DENVER (CN) - The botched execution of convicted murderer Clayton Lockett, which sparked public outrage and halted other executions in Oklahoma, was an “innocent misadventure,” the 10th Circuit ruled.
In a ruling issued Tuesday, a three-judge panel of the 10th Circuit described the 2014 execution as an “isolated mishap” and dismissed a lawsuit Lockett’s estate brought against Oklahoma Gov. Mary Fallin, prison officials and execution team members that asserted several constitutional violations.
“Everyone acknowledges that Lockett suffered during his execution,” Judge Gregory Phillips said in the ruling.
Phillips said that while the appeals court accepted that Lockett’s execution was “unnecessarily prolonged and horribly painful,” it did not constitute a cruel or unusual punishment.
Lockett, convicted of the 1999 killing of 19-year-old Stephanie Neiman, died 43 minutes after being injected with a combination of drugs that had never been used by any state during any execution before.
Witnesses of the execution say Lockett began twitching and convulsing and clenched his teeth in a grimace of pain as he tried to raise himself from the gurney.
Prison officials tried to stop the execution 33 minutes after it began, when they realized the injection vein in Lockett’s groin had collapsed, preventing some of the drugs from entering his bloodstream. They later told state investigators that the execution chamber was a “bloody mess” due to failed attempts to tap a second femoral intravenous line.
A cloth placed over the injection site to shield Lockett’s naked groin from witnesses and out of concern for his “privacy and dignity,” blocked the execution team’s view and was determined to be the “major reason” for problems with the execution, according to the 10th Circuit ruling.
Phillips said in the ruling that the injection problem was “not something designed to cause additional pain” and that those involved in the execution did not violate any clearly established law.
“Simply put, the Eighth Amendment does not require ‘the avoidance of all risk of pain in carrying out executions,’” Phillips said, citing the U.S. Supreme Court’s decision in Baze v.

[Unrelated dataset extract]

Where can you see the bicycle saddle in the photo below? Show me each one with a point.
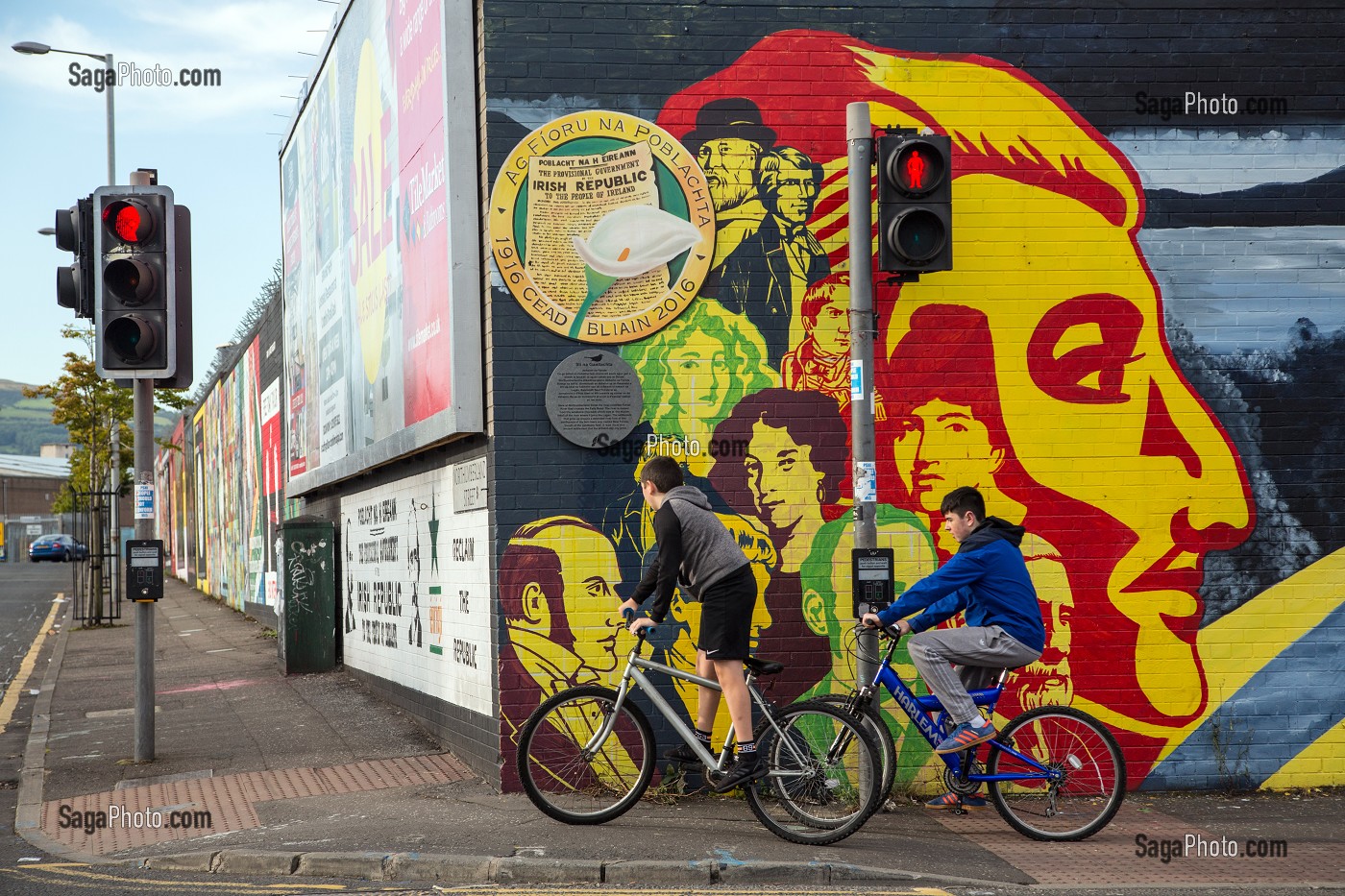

Rees, which upheld the constitutionality of a particular cocktail of drugs used in executions.
The judge wrote, “Here, the amended complaint describes exactly the sort of ‘innocent misadventure’ or ‘isolated mishap’ that the Baze plurality excuses from the definition of cruel and unusual punishment.”
The 10th Circuit upheld the lower court’s decision to dismiss the case brought against Fallin and others, including prison warden Anita Trammell and Oklahoma Department of Corrections Director Robert Patton.
The appeals court agreed that those named in the suit, including the doctor who administered the drug but who is not a government employee, are entitled to “qualified immunity,” which shields public officials from liability when they are “reasonably performing” their public duties.